2014: The human P2Y receptor 12 (P2Y12) bound to antagonist or agonist; the human Delta opioid receptor at 1.8A and the first structure of a class C GPCR, the transmembrane domain of the human Metabotropic glutamate receptor 1 (mGluR1).

2015: The human Lysophosphatidic acid receptor 1 (LPAR1), the human angiotensin II receptor type 1 (AT1R), human P2Y receptor 1 (P2Y1); and the human Rhodopsin-Arrestin complex.

2016: The marijuana receptor—human Cannabinoid receptor type 1 (CB1) and the human C-C chemokine receptor type 2 (CCR2)

In combination with the structural studies, working with the computational biology community to conduct GPCR Dock 2008 and GPCR Dock 2010 has helped to evaluate where the field is at, and functional studies using HDX and NMR are conducted by Stevens and collaborators to understand how the receptors work at the molecular level, and what fundamental and basic insights can be gained towards developing therapeutic drugs.

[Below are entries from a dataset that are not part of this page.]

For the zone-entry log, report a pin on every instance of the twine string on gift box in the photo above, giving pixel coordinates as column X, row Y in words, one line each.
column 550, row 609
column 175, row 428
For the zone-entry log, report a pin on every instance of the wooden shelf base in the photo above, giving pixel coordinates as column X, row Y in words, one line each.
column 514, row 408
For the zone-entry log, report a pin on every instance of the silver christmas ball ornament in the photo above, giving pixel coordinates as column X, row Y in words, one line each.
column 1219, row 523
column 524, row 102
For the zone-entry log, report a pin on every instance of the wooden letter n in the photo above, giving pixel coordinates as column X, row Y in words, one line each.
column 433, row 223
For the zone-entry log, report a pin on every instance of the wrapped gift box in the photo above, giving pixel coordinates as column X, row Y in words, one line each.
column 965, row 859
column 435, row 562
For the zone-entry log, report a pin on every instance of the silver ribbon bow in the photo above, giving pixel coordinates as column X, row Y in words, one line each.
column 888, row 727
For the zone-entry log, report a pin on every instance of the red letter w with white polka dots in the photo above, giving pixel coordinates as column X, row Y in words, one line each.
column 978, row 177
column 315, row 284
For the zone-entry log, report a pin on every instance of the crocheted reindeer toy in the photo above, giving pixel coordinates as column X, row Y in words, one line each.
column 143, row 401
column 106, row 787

Structure based drug discovery

In 1992, Stevens worked with researchers at Gilead on the structural studies of neuraminidase inhibitors that eventually became Tamiflu, and later partnered with Roche. After the initial experience with structure based drug discovery from 1992–1997 with Gilead and Tamiflu, Stevens focused on understanding the basic mechanism of how Botox^TM (botulinum toxin) works, and on ways to use this scaffold for next generation protein therapeutics. In parallel to the work on botulinum toxin, Stevens worked on the enzymes involved in the catecholamine biosynthetic pathway, specifically the three aromatic amino acid hydroxylases including phenylalanine hydroxylase. From 1999-2004 Stevens was involved in the startup of Syrrx that developed the marketed drug Nesina for type II diabetes. From 2000–2010, Stevens has worked with BioMarin Pharmaceutical to develop Kuvan^TM (tetrahydrobiopterin) and assisted in the design and development of PEG-PAL (pegylated Phenylalanine ammonia-lyase) as treatments for mild and classical phenylketonuria (PKU). In 2008 Stevens started Receptos that developed an S1P1 agonist for multiple sclerosis and inflammatory bowel disease and in 2011 he started RuiYi that developed an anti-CB1 antibody for liver fibrosis.

Biotechnology Startups

Stevens has started four biotechnology companies (Syrrx (1999), MemRx (2002), Receptos (2009), and RuiYi (2011)), all focused on structure based drug discovery and each company started with one of his former Ph.D. students.

Awards

The Professor Emeritus John Ricci Undergraduate Fellowships

Established by Stevens to honor USM Professor Emeritus John Ricci and his innovative educational program at Brookhaven National Laboratory, these fellowships offer a unique opportunity for USM undergraduates to pursue research at The University of Southern California in Los Angeles, California, one of the oldest private research universities.

The Robert Bau Endowed Graduate Fellowship

Established by Stevens and Charles McKenna in 2010 to honor USC distinguished professor Robert Bau after his death in December 2008, the fellowship proposes to help celebrate Professor Bau's life and honor his extraordinary mentorship by linking him to new generations of young chemists at USC.